Anche questo 25 novembre, Giornata internazionale contro la violenza di genere, con più rabbia che mai e per l’ottavo anno consecutivo, Non Una di Meno chiama la marea in piazza.

La rabbia sale contro la violenza che evidentemente non è un fenomeno emergenziale, ma strutturale e in continuo aumento. Dall’inizio dell’anno sono stati registrati più di 100 casi di femminicidi e transcidi, a cui si aggiungono, di quelli noti, almeno 12 tentati femminicidi e numerose aggressioni razziste e contro le persone lgbt. Oltre alla violenza domestica, negli ultimi mesi si sono susseguiti diversi casi di violenze sessuali che hanno richiamato l’attenzione dei media. Sono state narrate con toni e linguaggi che spettacolarizzano e colpevolizzano costantemente chi la violenza la subisce, alimentando stigma e delegittimazione.

A Trieste, la complicità delle istituzioni rispetto alla violenza di genere è palese. In questi giorni si susseguono le iniziative di sensibilizzazione sulla violenza di genere promosse dalla polizia e gli articoli di giornale che elogiano l’operato della questura, ma noi sappiamo che un atteggiamento securitario non risolve nulla. A Trieste, quella stessa polizia e quella stessa questura ci hanno più volte impedito di manifestare in centro città contro la chiusura dei consultori o per l’autodeterminazione e la libertà di scelta: hanno ostacolato la nostra lotta quotidiana alla violenza di genere. La militarizzazione della città e l’impianto punitivo del sistema sono parte del problema. Nel frattempo, i servizi pubblici nei quali si dovrebbe fare prevenzione vengono chiusi. Ignorando completamente il volere di una mobilitazione condivisa e partecipata, costruita attraverso pratiche di discussione pubblica, Asugi sta proseguendo lo smantellamento dei consultori.

I consultori sono spazi di autodeterminazione delle donne e dovrebbero avere un ruolo nel contrasto alla violenza, garantendo gli spazi giovani, l’educazione sessuale nelle scuole, servizi pubblici e gratuiti ad accesso diretto per garantire la libertà sulle proprie scelte riproduttive. Il programma è quello di chiudere due delle quattro sedi consultoriali nel territorio di Trieste e Asugi lo sta facendo pian piano, svuotandoli dall’interno dei loro servizi, chiudendone parzialmente gli spazi e non sostituendo il personale che va in pensione. Il loro piano è che ciò accada di soppiatto e nel silenzio generale. Noi però non possiamo lasciare che questo succeda: abbiamo gli occhi ben aperti e siamo pronte a gridare, con tutta la nostra voce che i consultori devono rimanere aperti. Anche per questo, il 25 novembre, partecipiamo alla marea transfemminista rimanendo in città, a riempire gli spazi, le strade e le piazze con la nostra lotta.

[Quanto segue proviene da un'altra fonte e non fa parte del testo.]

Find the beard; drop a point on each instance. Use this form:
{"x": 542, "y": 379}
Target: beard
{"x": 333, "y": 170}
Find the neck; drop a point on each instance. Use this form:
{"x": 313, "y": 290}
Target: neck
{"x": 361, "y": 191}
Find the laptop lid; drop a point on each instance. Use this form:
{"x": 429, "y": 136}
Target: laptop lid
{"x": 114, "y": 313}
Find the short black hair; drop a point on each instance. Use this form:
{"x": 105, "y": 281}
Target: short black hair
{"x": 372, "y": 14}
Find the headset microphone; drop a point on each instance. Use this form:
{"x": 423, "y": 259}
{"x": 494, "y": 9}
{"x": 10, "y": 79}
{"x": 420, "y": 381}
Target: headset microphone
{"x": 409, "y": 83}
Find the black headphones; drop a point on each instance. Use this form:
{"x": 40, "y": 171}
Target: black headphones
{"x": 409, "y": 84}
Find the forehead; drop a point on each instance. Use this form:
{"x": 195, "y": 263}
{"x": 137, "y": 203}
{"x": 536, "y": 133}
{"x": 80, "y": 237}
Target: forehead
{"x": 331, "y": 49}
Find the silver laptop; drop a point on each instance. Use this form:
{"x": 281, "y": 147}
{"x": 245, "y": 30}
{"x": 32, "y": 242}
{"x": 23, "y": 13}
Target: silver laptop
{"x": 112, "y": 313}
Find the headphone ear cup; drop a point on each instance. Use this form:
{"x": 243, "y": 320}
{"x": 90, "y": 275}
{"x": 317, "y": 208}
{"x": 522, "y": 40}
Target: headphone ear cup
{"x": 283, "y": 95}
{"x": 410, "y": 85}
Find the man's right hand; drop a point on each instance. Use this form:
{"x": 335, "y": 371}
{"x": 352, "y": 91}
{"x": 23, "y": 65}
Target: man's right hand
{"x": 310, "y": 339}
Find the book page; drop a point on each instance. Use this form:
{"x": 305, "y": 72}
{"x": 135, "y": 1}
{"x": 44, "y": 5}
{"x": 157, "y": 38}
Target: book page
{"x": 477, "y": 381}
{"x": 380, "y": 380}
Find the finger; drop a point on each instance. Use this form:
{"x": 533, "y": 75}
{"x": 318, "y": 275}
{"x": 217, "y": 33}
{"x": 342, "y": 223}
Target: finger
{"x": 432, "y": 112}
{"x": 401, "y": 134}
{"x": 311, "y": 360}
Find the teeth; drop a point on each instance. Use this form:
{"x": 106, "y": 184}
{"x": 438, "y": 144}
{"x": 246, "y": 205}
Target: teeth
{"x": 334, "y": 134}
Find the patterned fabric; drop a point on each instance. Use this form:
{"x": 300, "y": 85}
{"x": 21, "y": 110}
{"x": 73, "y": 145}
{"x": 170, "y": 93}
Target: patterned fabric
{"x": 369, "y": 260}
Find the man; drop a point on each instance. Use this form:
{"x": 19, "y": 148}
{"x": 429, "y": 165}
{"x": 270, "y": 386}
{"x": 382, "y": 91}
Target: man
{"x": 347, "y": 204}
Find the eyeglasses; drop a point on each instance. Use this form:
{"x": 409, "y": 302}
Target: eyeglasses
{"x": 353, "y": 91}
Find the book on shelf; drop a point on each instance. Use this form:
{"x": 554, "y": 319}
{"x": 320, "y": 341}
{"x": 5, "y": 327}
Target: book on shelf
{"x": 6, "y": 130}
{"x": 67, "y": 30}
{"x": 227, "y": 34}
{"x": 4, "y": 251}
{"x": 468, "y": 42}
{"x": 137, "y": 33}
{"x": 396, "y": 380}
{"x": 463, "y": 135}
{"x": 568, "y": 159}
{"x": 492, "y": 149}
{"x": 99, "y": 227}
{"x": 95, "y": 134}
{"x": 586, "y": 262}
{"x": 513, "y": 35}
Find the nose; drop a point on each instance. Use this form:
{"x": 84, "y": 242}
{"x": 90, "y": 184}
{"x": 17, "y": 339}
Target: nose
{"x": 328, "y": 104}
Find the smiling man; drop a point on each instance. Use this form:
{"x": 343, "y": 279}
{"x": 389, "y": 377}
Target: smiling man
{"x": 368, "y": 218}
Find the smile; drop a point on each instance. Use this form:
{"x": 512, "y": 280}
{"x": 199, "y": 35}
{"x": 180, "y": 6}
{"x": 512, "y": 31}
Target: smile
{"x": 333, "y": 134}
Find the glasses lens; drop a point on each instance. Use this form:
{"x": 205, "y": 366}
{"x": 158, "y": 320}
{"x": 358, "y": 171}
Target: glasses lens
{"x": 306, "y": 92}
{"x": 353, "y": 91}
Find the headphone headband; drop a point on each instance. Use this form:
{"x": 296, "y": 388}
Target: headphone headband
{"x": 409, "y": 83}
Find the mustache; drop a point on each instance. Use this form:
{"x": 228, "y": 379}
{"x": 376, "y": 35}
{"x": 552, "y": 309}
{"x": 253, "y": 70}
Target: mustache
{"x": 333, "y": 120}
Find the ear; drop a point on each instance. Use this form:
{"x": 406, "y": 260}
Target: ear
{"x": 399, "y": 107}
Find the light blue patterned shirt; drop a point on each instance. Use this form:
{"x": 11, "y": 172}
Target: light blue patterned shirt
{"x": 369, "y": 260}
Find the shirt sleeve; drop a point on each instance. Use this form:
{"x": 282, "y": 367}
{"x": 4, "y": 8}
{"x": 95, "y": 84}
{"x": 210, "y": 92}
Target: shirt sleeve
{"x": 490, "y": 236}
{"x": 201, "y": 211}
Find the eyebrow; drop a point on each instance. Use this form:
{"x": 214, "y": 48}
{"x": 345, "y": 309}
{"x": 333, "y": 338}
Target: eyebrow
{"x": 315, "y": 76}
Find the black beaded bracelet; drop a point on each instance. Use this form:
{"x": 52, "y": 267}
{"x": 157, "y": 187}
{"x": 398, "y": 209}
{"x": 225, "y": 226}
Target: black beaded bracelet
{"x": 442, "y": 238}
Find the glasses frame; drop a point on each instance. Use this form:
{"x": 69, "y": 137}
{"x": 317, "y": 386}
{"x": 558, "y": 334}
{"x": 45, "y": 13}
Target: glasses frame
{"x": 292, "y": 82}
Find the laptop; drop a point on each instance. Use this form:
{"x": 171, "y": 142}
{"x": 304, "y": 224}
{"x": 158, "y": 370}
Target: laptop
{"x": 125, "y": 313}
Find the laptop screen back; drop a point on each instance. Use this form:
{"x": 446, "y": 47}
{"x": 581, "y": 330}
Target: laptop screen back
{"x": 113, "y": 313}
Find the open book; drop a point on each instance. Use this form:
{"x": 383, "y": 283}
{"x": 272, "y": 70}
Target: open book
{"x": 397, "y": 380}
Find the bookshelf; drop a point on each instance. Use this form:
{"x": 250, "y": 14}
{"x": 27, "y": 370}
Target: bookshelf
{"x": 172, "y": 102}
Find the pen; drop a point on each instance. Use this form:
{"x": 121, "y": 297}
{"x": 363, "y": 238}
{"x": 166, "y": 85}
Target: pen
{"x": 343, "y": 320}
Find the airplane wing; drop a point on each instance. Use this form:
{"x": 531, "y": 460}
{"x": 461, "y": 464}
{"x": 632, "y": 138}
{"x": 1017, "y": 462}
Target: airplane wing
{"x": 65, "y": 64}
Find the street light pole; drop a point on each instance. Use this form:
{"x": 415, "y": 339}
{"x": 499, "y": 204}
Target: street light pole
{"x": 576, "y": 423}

Chi distrugge la rete socio-sanitaria territoriale è corresponsabile del mantenimento della società patriarcale, della violenza domestica e della violenza contro le donne, perché priva le comunità di luoghi vicini a casa, deputati alla formazione, all’accoglienza e al sostegno delle donne e delle altre soggettività, nelle varie fasi della vita.

Per questo, il 25 novembre non può limitarsi a essere una ricorrenza istituzionale in cui chiunque, compresi i colpevoli dei tagli al welfare, si erge a paladino della difesa dei diritti delle donne; il 25 novembre è un giorno nostro, di tutte coloro che hanno delle sorelle morte ammazzate e che lottano contro la violenza di genere nella quotidianità della propria esistenza.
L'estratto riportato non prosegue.